Сегодня на очереди была серия «Кто наблюдает за наблюдателями» из третьего сезона. В ней одна из примитивных цивилизаций начинает поклоняться капитану Пикарду и считать его богом.
Мне их желание вполне понятно.
Капитан Пикард, безо всякого сомнения, самый лучший капитан в «Звездном пути». Он умен, любит «чай, “Эрл Грей”, и погорячее», и у него самый лучший в мире голос, глубокий, звучный и очень «британский».
У меня лично голос слишком скрипуч, чтобы управлять космическим кораблем.
Более того, он лысый и все же умудряется быть уверенным в себе, а это хорошо, потому что я видел фотографии маминых родственников мужского пола, и всех их объединяло наличие Выдающейся Лысины Пикарда.
Я во многом совсем не похож на Стивена Келлнера, Типичного Тевтонского Сверхчеловека, но смею надеяться, что у меня хотя бы волосы на голове останутся – как у него. Правда, у меня они черные и вьются. И – по стандартам Сверхчеловека – их нужно постричь.
Иногда я думаю о том, чтобы сбрить виски или, может быть, отпустить совсем длинные волосы и сделать прическу в стиле «мужской пучок».
Стивена Келлнера это свело бы с ума.
Капитан Пикард как раз перешел к своему первому монологу в этой серии, когда по дому разнеслись позывные маминого компьютера: дут-ду-у-ут. Кто-то звонил ей по видеосвязи. Папа на секунду поставил диск на паузу и бросил взгляд на второй этаж.
– Так-так, – сказал он. – Кажется, нас вызывают. – Папа улыбнулся мне, и я улыбнулся ему в ответ. Мы никогда друг другу не улыбаемся, если честно, но мы все еще находились внутри нашего магического сорокасемиминутного окошка, в котором не работали никакие правила.
Папа заблаговременно понизил громкость телевизора. И, разумеется, уже через секунду мама начала кричать на фарси в экран своего компьютера.
– Джамшид! – визжала мама, и я слышал ее голос даже поверх музыкальной интермедии перед окончанием одного из актов.
По какой-то причине каждый раз, когда мама общалась с кем-то онлайн, она старалась сделать так, чтобы ее голос непременно достиг низкой околоземной орбиты.
– Chetori toh? – вопила мама. На фарси это означает «Как дела?», но эту фразу употребляют только в том случае, если вы хорошо знакомы с собеседником или старше него. Фарси предусматривает разные способы обращения к людям в зависимости от того, насколько формальны ситуация и ваши отношения с человеком, с которым вы разговариваете.
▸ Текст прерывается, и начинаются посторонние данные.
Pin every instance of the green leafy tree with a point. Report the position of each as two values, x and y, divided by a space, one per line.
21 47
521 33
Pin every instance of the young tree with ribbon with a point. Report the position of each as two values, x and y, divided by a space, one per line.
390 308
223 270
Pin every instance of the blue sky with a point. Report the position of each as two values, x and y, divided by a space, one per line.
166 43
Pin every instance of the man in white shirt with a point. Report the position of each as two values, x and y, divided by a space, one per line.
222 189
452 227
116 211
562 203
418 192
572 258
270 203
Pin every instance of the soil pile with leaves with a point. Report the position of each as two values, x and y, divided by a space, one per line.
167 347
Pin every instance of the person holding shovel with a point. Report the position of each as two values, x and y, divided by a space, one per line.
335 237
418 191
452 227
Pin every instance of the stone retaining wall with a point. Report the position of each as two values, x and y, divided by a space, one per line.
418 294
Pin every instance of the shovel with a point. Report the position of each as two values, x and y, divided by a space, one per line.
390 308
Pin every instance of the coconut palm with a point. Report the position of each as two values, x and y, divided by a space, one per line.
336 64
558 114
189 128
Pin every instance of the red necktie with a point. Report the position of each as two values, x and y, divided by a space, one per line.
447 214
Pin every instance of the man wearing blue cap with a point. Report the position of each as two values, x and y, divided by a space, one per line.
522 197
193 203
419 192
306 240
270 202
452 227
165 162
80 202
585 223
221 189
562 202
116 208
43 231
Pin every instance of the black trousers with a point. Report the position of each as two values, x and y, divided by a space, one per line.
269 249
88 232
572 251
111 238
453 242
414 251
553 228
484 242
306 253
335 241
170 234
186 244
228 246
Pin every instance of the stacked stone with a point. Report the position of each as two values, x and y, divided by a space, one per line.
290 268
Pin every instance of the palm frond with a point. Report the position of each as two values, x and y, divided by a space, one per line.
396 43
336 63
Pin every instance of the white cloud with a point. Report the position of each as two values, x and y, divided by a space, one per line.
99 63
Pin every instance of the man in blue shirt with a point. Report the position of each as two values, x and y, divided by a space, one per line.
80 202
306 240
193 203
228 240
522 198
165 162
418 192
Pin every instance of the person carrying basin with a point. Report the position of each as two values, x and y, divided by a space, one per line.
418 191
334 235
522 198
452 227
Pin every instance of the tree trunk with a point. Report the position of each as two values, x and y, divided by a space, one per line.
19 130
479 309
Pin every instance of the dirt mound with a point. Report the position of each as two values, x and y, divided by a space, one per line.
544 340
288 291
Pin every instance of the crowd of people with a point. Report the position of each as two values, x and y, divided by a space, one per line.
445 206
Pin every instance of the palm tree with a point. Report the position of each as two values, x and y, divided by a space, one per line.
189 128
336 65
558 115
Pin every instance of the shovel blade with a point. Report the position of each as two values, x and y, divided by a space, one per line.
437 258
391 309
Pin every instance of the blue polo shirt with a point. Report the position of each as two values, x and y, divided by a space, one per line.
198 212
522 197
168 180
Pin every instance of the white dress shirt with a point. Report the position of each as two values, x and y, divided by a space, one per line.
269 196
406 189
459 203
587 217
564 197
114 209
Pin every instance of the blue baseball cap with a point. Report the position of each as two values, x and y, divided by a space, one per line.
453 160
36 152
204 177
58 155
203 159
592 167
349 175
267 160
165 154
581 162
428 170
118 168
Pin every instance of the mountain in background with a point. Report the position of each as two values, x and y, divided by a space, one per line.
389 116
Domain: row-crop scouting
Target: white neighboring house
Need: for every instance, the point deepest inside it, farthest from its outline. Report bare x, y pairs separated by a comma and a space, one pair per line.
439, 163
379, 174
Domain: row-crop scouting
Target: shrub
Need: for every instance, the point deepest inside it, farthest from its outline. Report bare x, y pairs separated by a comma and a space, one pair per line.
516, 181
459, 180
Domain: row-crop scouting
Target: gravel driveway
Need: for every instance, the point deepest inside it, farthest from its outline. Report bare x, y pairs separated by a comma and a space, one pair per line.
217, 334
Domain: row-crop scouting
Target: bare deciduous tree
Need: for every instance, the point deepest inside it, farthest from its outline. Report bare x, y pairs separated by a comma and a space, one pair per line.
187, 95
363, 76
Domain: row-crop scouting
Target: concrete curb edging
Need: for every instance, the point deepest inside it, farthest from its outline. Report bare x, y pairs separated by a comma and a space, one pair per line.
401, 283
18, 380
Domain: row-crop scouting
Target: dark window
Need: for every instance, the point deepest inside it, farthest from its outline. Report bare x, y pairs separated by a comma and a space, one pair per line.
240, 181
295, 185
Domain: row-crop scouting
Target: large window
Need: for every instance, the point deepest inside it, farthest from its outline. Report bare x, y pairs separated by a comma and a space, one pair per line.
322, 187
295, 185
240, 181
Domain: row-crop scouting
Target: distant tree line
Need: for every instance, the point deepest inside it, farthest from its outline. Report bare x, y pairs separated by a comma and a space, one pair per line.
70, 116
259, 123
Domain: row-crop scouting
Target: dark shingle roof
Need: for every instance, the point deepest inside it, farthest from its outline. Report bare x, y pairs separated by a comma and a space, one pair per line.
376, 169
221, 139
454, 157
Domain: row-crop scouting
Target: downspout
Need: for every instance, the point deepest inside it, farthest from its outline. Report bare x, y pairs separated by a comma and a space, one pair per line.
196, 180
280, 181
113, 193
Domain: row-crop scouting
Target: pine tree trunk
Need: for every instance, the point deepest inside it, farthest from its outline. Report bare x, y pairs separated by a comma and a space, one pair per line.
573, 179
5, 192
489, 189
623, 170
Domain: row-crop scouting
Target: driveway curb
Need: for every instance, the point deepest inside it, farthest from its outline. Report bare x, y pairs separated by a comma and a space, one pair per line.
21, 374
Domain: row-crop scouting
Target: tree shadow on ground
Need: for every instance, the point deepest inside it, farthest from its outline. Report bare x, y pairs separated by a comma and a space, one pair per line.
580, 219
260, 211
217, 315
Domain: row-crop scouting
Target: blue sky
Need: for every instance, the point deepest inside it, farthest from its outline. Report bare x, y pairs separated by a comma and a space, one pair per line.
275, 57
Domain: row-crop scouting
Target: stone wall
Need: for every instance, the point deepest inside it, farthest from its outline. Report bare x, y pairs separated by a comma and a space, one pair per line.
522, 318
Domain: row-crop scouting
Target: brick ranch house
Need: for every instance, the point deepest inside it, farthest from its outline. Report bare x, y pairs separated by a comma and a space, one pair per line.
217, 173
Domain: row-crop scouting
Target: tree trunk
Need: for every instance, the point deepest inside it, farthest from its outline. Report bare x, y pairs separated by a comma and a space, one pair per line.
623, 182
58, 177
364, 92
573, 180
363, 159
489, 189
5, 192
О фарси можно сказать так: это очень глубокий язык. Глубоко своеобразный, глубоко поэтичный и глубоко чувствительный к контексту.
Вот, например, возьмем маминого старшего брата Джамшида.
Для понятия «дядя» в фарси есть слово dayi. Но это не просто дядя, а вполне конкретный дядя: брат вашей матери. И слово это обозначает не только понятие «дядя», но и отношения, которые связывают вас с дядей. Я могу называть дядю Джамшида «мой dayi», но и он может называть меня точно так же, это такое полное нежности обращение.
Мои знания фарси распределяются по четырем основным направлениям: 1) термины родства; 2) слова, связанные с едой, потому что мама всегда называет персидские блюда их родными названиями; 3) слова, связанные с чаем, потому что, ну, я – это я; и 4) формы вежливости, наподобие тех, что учат на уроках иностранного языка в средней школе, хотя средние школы в Портленде никогда не предлагали на выбор фарси.
По правде говоря, мои знания фарси просто отвратительны. В детстве я совершенно его не освоил.
– Я не думала, что ты будешь им пользоваться, – говорила мама, когда я спрашивал ее, почему же она меня не учила. И ответ ее совершенно нелеп, ведь здесь в Штатах у мамы есть друзья-персы, не говоря уже о всех ее родственниках в Иране.
В отличие от меня Лале говорит на фарси, причем довольно бегло. Когда она была совсем малышкой, мама разговаривала с ней на родном языке и заставляла всех своих подруг делать то же самое. Лале выросла с идеальным произношением и слухом: все эти заднеязычные щелевые и альвеолярные вибрирующие звуки, которые я никогда не мог правильно произнести.
Когда Лале была маленькой, я пытался тоже разговаривать с ней на фарси. Но я никогда не улавливал чего-то главного, мамины подруги постоянно меня исправляли, и через какое-то время я сдался. С тех пор мы с папой разговариваем с Лале исключительно по-английски.
Мне всегда казалось, что фарси – это такая особенная фишка у мамы и Лале, как у нас с папой – «Звездный путь».